The Different Types of Wildland Fires That Exist

Just like tornadoes, hurricanes, and floods, wildland fires are forces of nature that are difficult to control and almost impossible to prevent. But knowing the different types of wildland fires is essential in learning how to respond to this catastrophe. That way, you can prepare your community for a wildfire in case one ever comes your way.

Ground Fires

Also known as subsurface fire, ground fire involves the burning of organic material below the ground’s surface. Such a fire generally starts when subsurface fuels such as coal, peat, tree roots, and other organic matter ignite and start burning underground before eventually finding their way to the surface.

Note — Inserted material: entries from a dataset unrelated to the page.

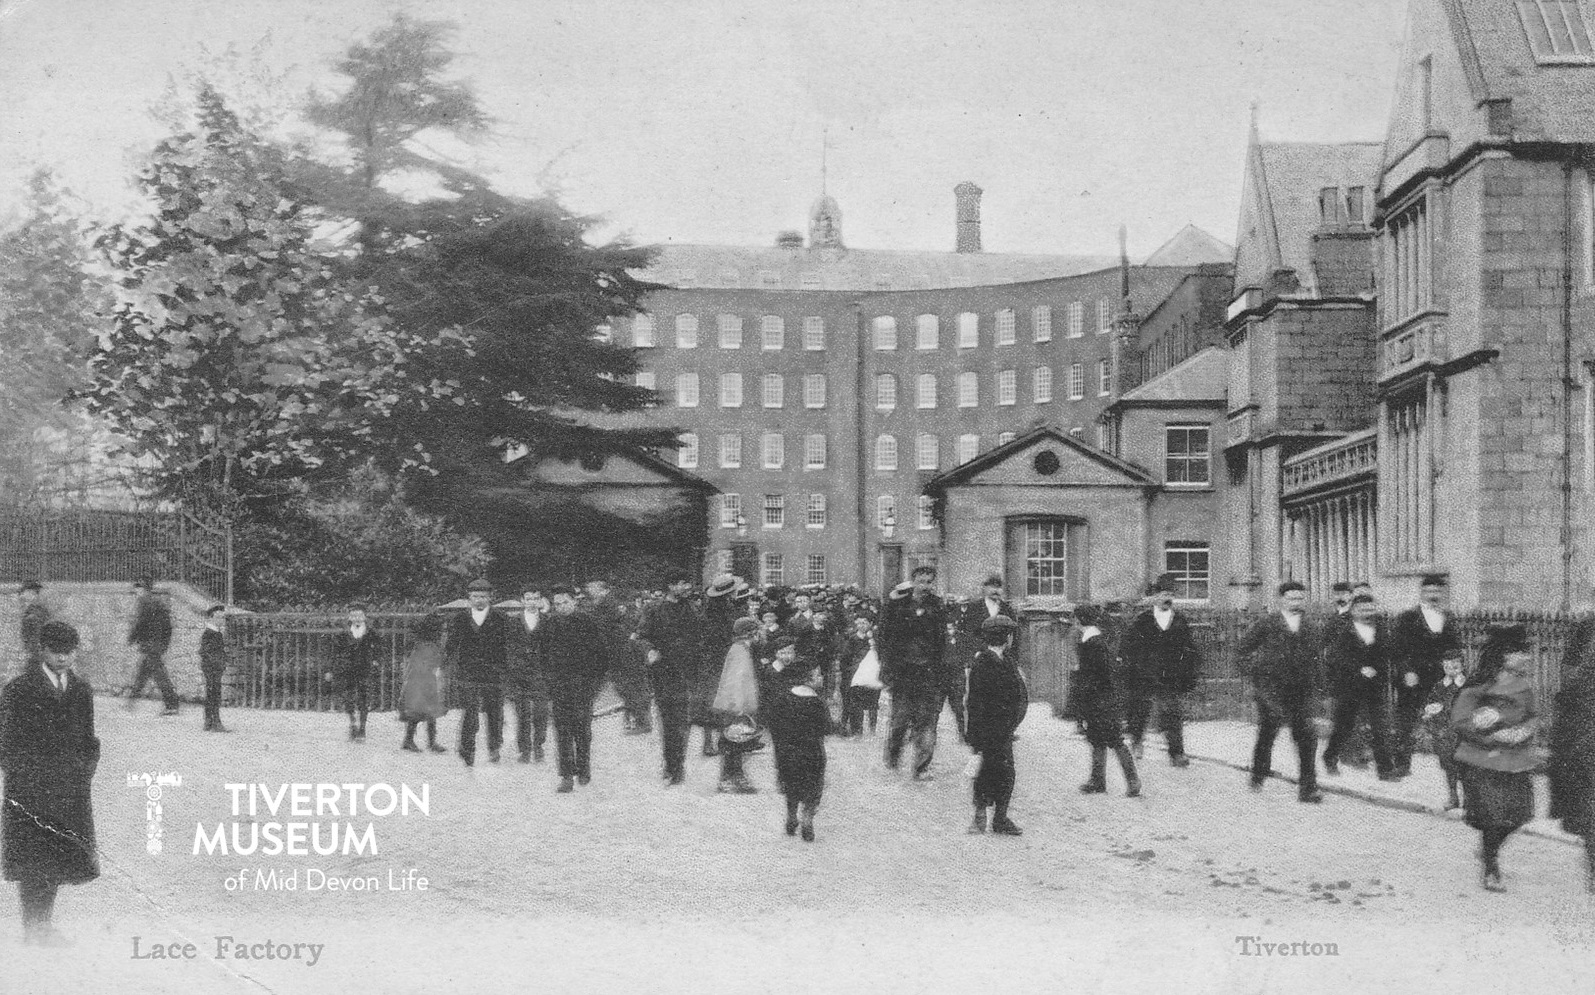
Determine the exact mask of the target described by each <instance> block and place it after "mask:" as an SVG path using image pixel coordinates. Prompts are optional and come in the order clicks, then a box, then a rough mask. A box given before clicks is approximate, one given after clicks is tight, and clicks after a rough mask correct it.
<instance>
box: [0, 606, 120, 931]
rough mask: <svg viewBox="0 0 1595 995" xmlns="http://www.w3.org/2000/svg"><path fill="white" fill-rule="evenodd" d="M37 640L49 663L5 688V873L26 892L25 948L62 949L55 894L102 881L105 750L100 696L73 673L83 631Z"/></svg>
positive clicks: (74, 628) (23, 911)
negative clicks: (91, 787) (96, 716)
mask: <svg viewBox="0 0 1595 995" xmlns="http://www.w3.org/2000/svg"><path fill="white" fill-rule="evenodd" d="M38 639H40V660H38V662H37V663H32V665H29V667H27V670H26V671H22V674H21V676H18V678H16V679H13V681H11V682H10V684H6V686H5V690H0V770H3V772H5V800H3V810H0V869H3V872H5V879H6V880H14V882H16V883H18V888H19V891H21V893H22V936H24V941H26V942H29V944H37V946H46V947H62V946H69V944H70V941H69V939H67V938H64V936H62V934H61V933H57V931H56V928H54V926H53V925H51V918H53V915H54V907H56V891H57V890H59V888H61V885H81V883H86V882H91V880H94V879H96V877H99V850H97V848H96V845H94V800H93V796H91V785H93V781H94V772H96V769H97V767H99V756H100V743H99V738H97V737H96V735H94V692H93V689H91V687H89V686H88V682H85V681H83V679H80V678H78V676H77V674H73V673H72V662H73V659H75V657H77V649H78V631H77V630H75V628H72V627H70V625H67V623H65V622H61V620H51V622H46V623H45V627H43V628H41V630H40V636H38Z"/></svg>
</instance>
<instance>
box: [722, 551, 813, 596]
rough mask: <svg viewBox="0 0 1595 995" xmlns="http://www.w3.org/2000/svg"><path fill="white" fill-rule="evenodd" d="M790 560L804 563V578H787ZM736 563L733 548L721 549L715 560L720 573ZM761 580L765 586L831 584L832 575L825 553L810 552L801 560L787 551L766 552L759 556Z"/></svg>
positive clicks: (803, 573)
mask: <svg viewBox="0 0 1595 995" xmlns="http://www.w3.org/2000/svg"><path fill="white" fill-rule="evenodd" d="M788 560H791V561H793V563H794V564H796V563H802V566H804V572H802V579H797V577H793V579H791V580H788V579H786V561H788ZM734 563H735V553H734V552H732V550H729V549H727V550H719V553H718V555H716V560H715V571H716V572H719V574H729V572H732V571H734V569H735V566H734ZM759 580H761V584H764V587H783V585H786V584H829V582H831V577H829V574H828V572H826V563H825V553H809V555H807V556H804V560H801V561H799V560H797V556H786V555H785V553H764V555H762V556H761V558H759Z"/></svg>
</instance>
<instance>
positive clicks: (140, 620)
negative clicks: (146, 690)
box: [128, 577, 177, 716]
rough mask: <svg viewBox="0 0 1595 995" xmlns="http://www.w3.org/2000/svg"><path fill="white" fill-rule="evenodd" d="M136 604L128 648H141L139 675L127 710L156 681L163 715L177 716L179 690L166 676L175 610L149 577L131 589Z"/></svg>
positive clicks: (171, 645) (139, 663) (161, 713)
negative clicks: (140, 690)
mask: <svg viewBox="0 0 1595 995" xmlns="http://www.w3.org/2000/svg"><path fill="white" fill-rule="evenodd" d="M132 593H134V595H136V596H137V603H136V604H134V608H132V628H131V630H128V644H129V646H137V647H139V673H137V674H136V676H134V678H132V686H131V687H129V689H128V706H129V708H132V703H134V700H137V697H139V692H140V690H144V682H145V681H155V686H156V687H158V689H160V690H161V700H163V702H164V703H166V711H163V713H161V714H169V716H171V714H177V689H174V687H172V678H171V676H169V674H167V673H166V651H167V649H171V646H172V609H171V606H169V604H166V595H164V593H161V592H158V590H155V582H153V580H150V579H148V577H144V579H140V580H139V582H136V584H134V585H132Z"/></svg>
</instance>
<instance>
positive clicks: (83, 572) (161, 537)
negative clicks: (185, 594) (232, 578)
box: [0, 507, 231, 600]
mask: <svg viewBox="0 0 1595 995" xmlns="http://www.w3.org/2000/svg"><path fill="white" fill-rule="evenodd" d="M230 576H231V542H230V536H228V529H226V526H225V525H223V523H222V521H220V520H215V518H211V517H206V515H199V513H196V512H193V510H188V509H175V510H167V512H121V510H100V509H62V510H32V509H16V507H11V509H0V580H3V582H13V584H16V582H22V580H62V582H94V580H100V582H105V580H113V582H131V580H137V579H139V577H150V579H155V580H175V582H180V584H190V585H193V587H196V588H199V590H203V592H204V593H207V595H209V596H212V598H217V600H226V598H228V595H230V593H231V592H230V588H228V579H230Z"/></svg>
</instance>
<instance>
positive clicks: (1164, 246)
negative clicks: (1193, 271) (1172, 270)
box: [1140, 225, 1235, 266]
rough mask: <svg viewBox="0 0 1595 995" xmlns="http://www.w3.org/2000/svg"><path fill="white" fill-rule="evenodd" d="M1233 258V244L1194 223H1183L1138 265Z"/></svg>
mask: <svg viewBox="0 0 1595 995" xmlns="http://www.w3.org/2000/svg"><path fill="white" fill-rule="evenodd" d="M1233 260H1235V246H1230V244H1227V242H1220V241H1219V239H1215V238H1214V236H1211V234H1207V233H1206V231H1203V230H1201V228H1198V226H1196V225H1185V226H1183V228H1180V230H1179V231H1177V233H1176V234H1174V238H1171V239H1169V241H1166V242H1163V246H1161V247H1160V249H1158V250H1156V252H1153V254H1152V255H1148V257H1147V258H1145V260H1144V262H1142V263H1140V265H1142V266H1196V265H1199V263H1228V262H1233Z"/></svg>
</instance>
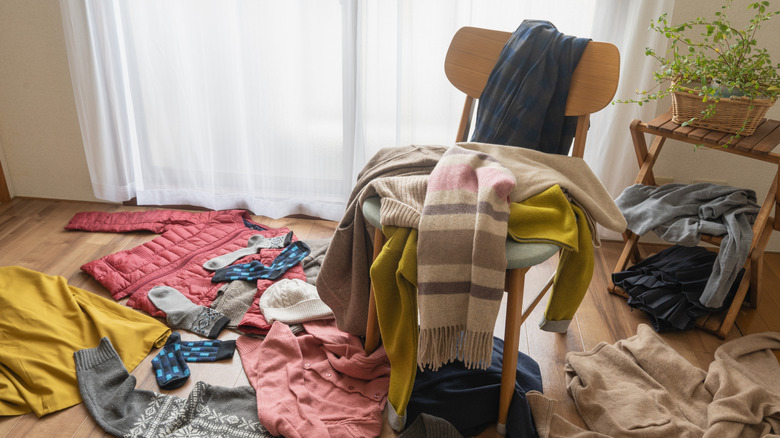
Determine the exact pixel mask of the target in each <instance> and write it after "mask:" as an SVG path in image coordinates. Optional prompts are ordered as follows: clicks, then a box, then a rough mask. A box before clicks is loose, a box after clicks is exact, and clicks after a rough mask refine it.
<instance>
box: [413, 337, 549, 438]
mask: <svg viewBox="0 0 780 438" xmlns="http://www.w3.org/2000/svg"><path fill="white" fill-rule="evenodd" d="M503 357H504V341H503V340H501V339H499V338H496V337H493V356H492V358H491V361H490V366H489V367H488V368H487V369H485V370H481V369H468V368H466V366H465V365H464V364H463V362H461V361H454V362H450V363H448V364H446V365H444V366H442V367H441V368H439V369H438V370H437V371H431V370H425V371H420V369H419V368H418V369H417V376H416V377H415V381H414V386H413V387H412V396H411V398H410V399H409V404H408V405H407V408H406V415H407V419H406V422H407V424H409V423H414V421H415V419H416V418H417V416H419V415H421V414H422V413H426V414H430V415H433V416H435V417H439V418H442V419H444V420H446V421H448V422H449V423H451V424H452V425H453V426H455V428H456V429H458V431H459V432H460V433H461V434H462V435H464V436H474V435H478V434H479V433H480V432H482V431H483V430H485V428H487V427H488V426H490V425H492V424H495V423H496V420H497V419H498V397H499V392H500V388H501V361H502V359H503ZM531 390H536V391H539V392H542V375H541V371H540V370H539V364H538V363H536V361H535V360H533V359H532V358H530V357H528V356H527V355H525V354H523V353H518V357H517V374H516V383H515V392H514V394H513V395H512V404H511V405H510V407H509V418H508V419H507V425H506V426H507V435H506V436H507V437H509V438H524V437H537V436H538V434H537V432H536V426H535V425H534V421H533V416H532V415H531V408H530V406H529V405H528V401H526V399H525V393H526V392H528V391H531Z"/></svg>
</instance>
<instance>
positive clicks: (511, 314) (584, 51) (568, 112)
mask: <svg viewBox="0 0 780 438" xmlns="http://www.w3.org/2000/svg"><path fill="white" fill-rule="evenodd" d="M510 36H511V33H510V32H502V31H496V30H490V29H481V28H475V27H463V28H461V29H460V30H458V32H457V33H456V34H455V35H454V37H453V39H452V42H451V43H450V47H449V50H448V52H447V56H446V58H445V61H444V71H445V74H446V76H447V78H448V79H449V80H450V82H451V83H452V84H453V85H454V86H455V88H457V89H458V90H460V91H462V92H463V93H465V94H466V100H465V103H464V105H463V112H462V114H461V120H460V125H459V127H458V133H457V137H456V141H458V142H462V141H467V139H468V135H469V131H470V128H471V124H472V116H473V114H474V109H475V107H476V106H475V101H476V100H478V99H479V97H480V95H481V94H482V90H483V89H484V88H485V84H486V83H487V80H488V77H489V76H490V73H491V71H492V70H493V67H494V66H495V64H496V61H497V60H498V57H499V54H500V53H501V50H502V49H503V47H504V45H505V44H506V42H507V40H508V39H509V37H510ZM619 73H620V54H619V52H618V50H617V47H615V46H614V45H612V44H610V43H603V42H595V41H591V42H589V43H588V45H587V46H586V47H585V50H584V52H583V54H582V57H581V58H580V61H579V63H578V64H577V67H576V69H575V70H574V73H573V76H572V78H571V85H570V91H569V95H568V98H567V101H566V110H565V115H567V116H576V117H577V118H578V120H577V128H576V132H575V137H574V142H573V146H572V152H571V154H572V156H575V157H580V158H582V157H583V154H584V151H585V140H586V137H587V131H588V127H589V123H590V114H592V113H594V112H596V111H599V110H601V109H602V108H604V107H605V106H606V105H608V104H609V103H610V102H611V101H612V98H613V96H614V95H615V91H616V90H617V84H618V79H619ZM383 245H384V234H383V233H382V230H381V229H379V228H377V229H376V230H375V232H374V248H373V249H374V259H376V257H377V256H378V255H379V253H380V252H381V250H382V246H383ZM531 267H532V266H528V267H522V268H516V269H509V270H507V273H506V280H505V286H504V287H505V290H506V291H507V293H508V296H507V314H506V325H505V332H504V358H503V363H502V374H501V392H500V397H499V414H498V431H499V433H501V434H502V435H503V434H504V433H505V431H506V421H507V416H508V412H509V404H510V402H511V400H512V394H513V392H514V388H515V369H516V368H517V353H518V351H519V343H520V327H521V326H522V324H523V322H525V320H526V319H527V318H528V316H529V315H530V313H531V312H532V311H533V310H534V308H535V307H536V305H537V304H538V303H539V302H541V300H542V298H543V297H544V295H545V294H546V293H547V291H548V290H549V289H550V287H551V286H552V283H553V277H551V278H550V279H549V280H548V281H547V283H546V284H545V286H544V287H543V288H542V289H541V290H540V291H539V292H538V293H537V294H536V296H535V297H534V299H533V300H532V301H531V303H530V304H529V306H528V307H527V308H526V309H523V308H522V306H523V292H524V288H525V274H526V272H528V270H529V269H530V268H531ZM368 315H369V318H368V324H367V327H366V339H365V348H366V351H367V352H373V351H374V350H375V349H376V348H377V347H378V346H379V338H380V333H379V323H378V321H377V318H376V303H375V300H374V291H373V287H372V288H371V291H370V300H369V313H368Z"/></svg>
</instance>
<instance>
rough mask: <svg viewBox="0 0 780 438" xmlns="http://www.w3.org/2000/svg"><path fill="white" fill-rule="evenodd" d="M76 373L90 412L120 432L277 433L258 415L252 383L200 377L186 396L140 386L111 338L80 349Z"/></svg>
mask: <svg viewBox="0 0 780 438" xmlns="http://www.w3.org/2000/svg"><path fill="white" fill-rule="evenodd" d="M73 359H74V361H75V362H76V377H77V378H78V384H79V391H80V393H81V398H83V399H84V405H85V406H86V408H87V411H88V412H89V414H90V416H92V418H93V419H94V420H95V422H97V423H98V425H100V427H102V428H103V430H105V431H106V432H108V433H110V434H112V435H115V436H133V437H149V438H152V437H154V438H159V437H178V436H203V437H217V436H218V437H226V438H233V437H234V438H265V437H271V434H270V433H268V430H267V429H266V428H265V427H263V425H261V424H260V421H259V419H258V416H257V395H256V393H255V391H254V389H252V387H251V386H239V387H235V388H227V387H221V386H212V385H209V384H207V383H204V382H197V383H196V384H195V388H194V389H193V390H192V392H191V393H190V395H189V396H188V397H187V398H186V399H184V398H181V397H176V396H172V395H165V394H158V393H156V392H152V391H146V390H140V389H135V384H136V379H135V377H133V376H131V375H130V374H129V373H128V372H127V369H126V368H125V366H124V364H123V363H122V360H121V359H120V358H119V355H118V354H117V352H116V350H114V347H113V346H112V345H111V341H109V340H108V338H103V339H101V340H100V343H99V344H98V346H97V347H95V348H89V349H85V350H79V351H76V352H75V353H74V354H73Z"/></svg>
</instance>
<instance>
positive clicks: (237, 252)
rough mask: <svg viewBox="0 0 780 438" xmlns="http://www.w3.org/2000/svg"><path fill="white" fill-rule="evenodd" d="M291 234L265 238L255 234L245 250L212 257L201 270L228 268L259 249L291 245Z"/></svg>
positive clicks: (248, 242) (252, 237)
mask: <svg viewBox="0 0 780 438" xmlns="http://www.w3.org/2000/svg"><path fill="white" fill-rule="evenodd" d="M292 237H293V232H292V231H290V232H289V233H287V234H285V235H284V236H276V237H265V236H263V235H262V234H255V235H254V236H252V237H250V238H249V242H248V243H247V247H246V248H241V249H238V250H235V251H233V252H230V253H227V254H223V255H221V256H219V257H214V258H213V259H211V260H208V261H207V262H206V263H204V264H203V268H204V269H207V270H209V271H216V270H217V269H222V268H224V267H226V266H230V265H232V264H233V262H235V261H236V260H238V259H240V258H241V257H245V256H248V255H251V254H255V253H257V252H259V251H260V250H261V249H268V248H284V247H286V246H288V245H290V243H292Z"/></svg>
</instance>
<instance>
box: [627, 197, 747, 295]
mask: <svg viewBox="0 0 780 438" xmlns="http://www.w3.org/2000/svg"><path fill="white" fill-rule="evenodd" d="M615 202H616V203H617V205H618V207H619V208H620V210H621V211H622V212H623V214H624V215H625V217H626V220H627V221H628V229H629V230H631V231H632V232H634V233H636V234H638V235H640V236H641V235H644V234H646V233H648V232H650V231H654V232H655V233H656V234H657V235H658V236H659V237H661V238H662V239H664V240H665V241H667V242H671V243H677V244H680V245H686V246H695V245H696V244H698V243H699V241H700V240H701V235H702V234H711V235H713V236H723V240H722V241H721V243H720V251H719V252H718V257H717V258H716V259H715V264H714V266H713V268H712V274H711V275H710V278H709V279H708V280H707V285H706V286H705V288H704V292H702V295H701V297H700V298H699V301H700V302H701V303H702V304H703V305H705V306H707V307H710V308H719V307H721V306H722V305H723V301H724V299H725V298H726V296H727V295H728V292H729V289H730V288H731V285H732V283H733V282H734V279H735V278H736V277H737V274H739V270H740V269H741V268H742V265H744V263H745V261H746V260H747V256H748V252H749V251H750V244H751V241H752V240H753V229H752V223H753V222H754V221H755V219H756V215H757V214H758V211H759V210H760V206H759V205H758V204H757V203H756V194H755V192H754V191H753V190H748V189H740V188H734V187H729V186H722V185H718V184H712V183H700V184H665V185H663V186H660V187H655V186H645V185H642V184H634V185H633V186H630V187H628V188H626V189H625V190H624V191H623V193H621V194H620V196H618V198H617V199H616V200H615Z"/></svg>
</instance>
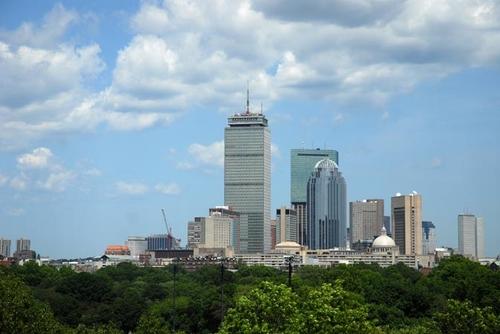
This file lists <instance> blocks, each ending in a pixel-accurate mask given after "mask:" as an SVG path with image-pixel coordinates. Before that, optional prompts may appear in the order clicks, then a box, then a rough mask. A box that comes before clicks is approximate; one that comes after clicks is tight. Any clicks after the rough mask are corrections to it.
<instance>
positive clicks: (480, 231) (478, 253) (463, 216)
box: [458, 214, 484, 259]
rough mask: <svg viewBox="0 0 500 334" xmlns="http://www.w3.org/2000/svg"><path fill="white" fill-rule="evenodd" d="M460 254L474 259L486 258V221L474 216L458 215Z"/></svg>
mask: <svg viewBox="0 0 500 334" xmlns="http://www.w3.org/2000/svg"><path fill="white" fill-rule="evenodd" d="M458 252H459V253H460V254H461V255H463V256H467V257H470V258H473V259H480V258H483V257H484V220H483V218H477V217H476V216H475V215H472V214H461V215H458Z"/></svg>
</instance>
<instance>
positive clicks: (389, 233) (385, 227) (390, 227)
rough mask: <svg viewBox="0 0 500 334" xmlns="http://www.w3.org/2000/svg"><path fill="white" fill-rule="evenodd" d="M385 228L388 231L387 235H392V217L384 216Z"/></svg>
mask: <svg viewBox="0 0 500 334" xmlns="http://www.w3.org/2000/svg"><path fill="white" fill-rule="evenodd" d="M384 227H385V230H386V231H387V235H392V230H391V216H384Z"/></svg>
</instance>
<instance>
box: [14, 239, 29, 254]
mask: <svg viewBox="0 0 500 334" xmlns="http://www.w3.org/2000/svg"><path fill="white" fill-rule="evenodd" d="M30 249H31V241H30V240H29V239H23V238H21V239H18V240H17V241H16V252H21V251H25V250H30Z"/></svg>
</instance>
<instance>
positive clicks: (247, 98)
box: [247, 80, 250, 114]
mask: <svg viewBox="0 0 500 334" xmlns="http://www.w3.org/2000/svg"><path fill="white" fill-rule="evenodd" d="M249 113H250V88H249V83H248V80H247V114H249Z"/></svg>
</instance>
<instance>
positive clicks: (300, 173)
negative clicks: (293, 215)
mask: <svg viewBox="0 0 500 334" xmlns="http://www.w3.org/2000/svg"><path fill="white" fill-rule="evenodd" d="M322 159H330V160H333V161H335V163H336V164H338V163H339V153H338V152H337V151H335V150H320V149H319V148H317V149H293V150H291V151H290V180H291V182H290V202H291V204H292V208H293V209H295V211H297V224H298V241H297V242H298V243H299V244H301V245H303V244H304V243H305V240H306V238H307V236H306V235H307V203H306V202H307V181H309V177H310V176H311V173H312V172H313V171H314V166H315V165H316V163H317V162H318V161H320V160H322Z"/></svg>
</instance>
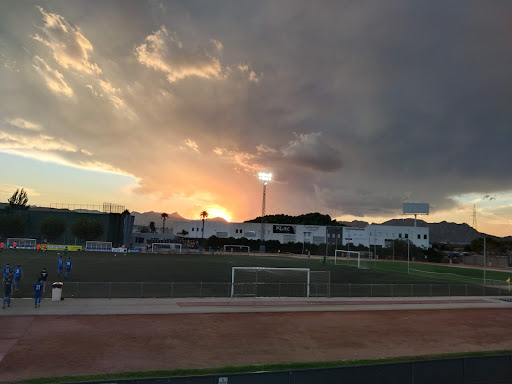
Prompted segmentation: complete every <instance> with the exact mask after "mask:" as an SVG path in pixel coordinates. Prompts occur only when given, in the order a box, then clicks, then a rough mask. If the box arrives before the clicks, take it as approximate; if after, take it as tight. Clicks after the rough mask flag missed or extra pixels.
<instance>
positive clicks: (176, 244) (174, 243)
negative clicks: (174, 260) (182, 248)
mask: <svg viewBox="0 0 512 384" xmlns="http://www.w3.org/2000/svg"><path fill="white" fill-rule="evenodd" d="M151 252H153V253H155V252H164V253H165V252H179V253H181V244H178V243H153V244H151Z"/></svg>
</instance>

The depth of ground fires may depend on how deep the burning organic matter is, but ground fires are often very hard to control and extinguish because they’re not easy to locate. Since they may take more time to deal with, they’re known to burn for several months.

Surface Fires

As their name suggests, surface fires burn on the surface of the ground. They’re mainly caused by surface fuel, which may include dry leaves, twigs, low-lying vegetation, and litter. Depending on the conditions, surface fires can range from low to high intensity, but they’re unlikely to reach the top of the trees, generally remaining near the forest floor. Surface fires are known to spread slowly, but their spread can accelerate depending on the weather conditions or terrain. They’re known to spread especially rapidly in steeply sloped landscapes.

Crown Fires

Although it often starts as a surface fire, a wildland fire is only a crown fire if it reaches the tops of the trees. The volume, type, and arrangement of fuels from the forest’s surface can influence a crown fire. Crown fires are the most difficult type of wildland fire to control and suppress, since they’re typically the most intense type. This is because their height exposes them to a lot of wind, causing them to spread quite rapidly.

Naturally caused wildfires have been part of various ecosystems for centuries. They pose serious threats to not only wildlife but also human life and property. Multiple factors can influence the intensity of wildland fires and their potential to destroy and damage properties. This is why having a basic understanding of wildland fire movement and intensity—or what people refer to as fire behavior—is so important. This will help homeowners and builders not only evaluate fire hazards but also come up with ways to mitigate this risk. Once you can identify the different types of wildland fires, determining how to handle them will be easier.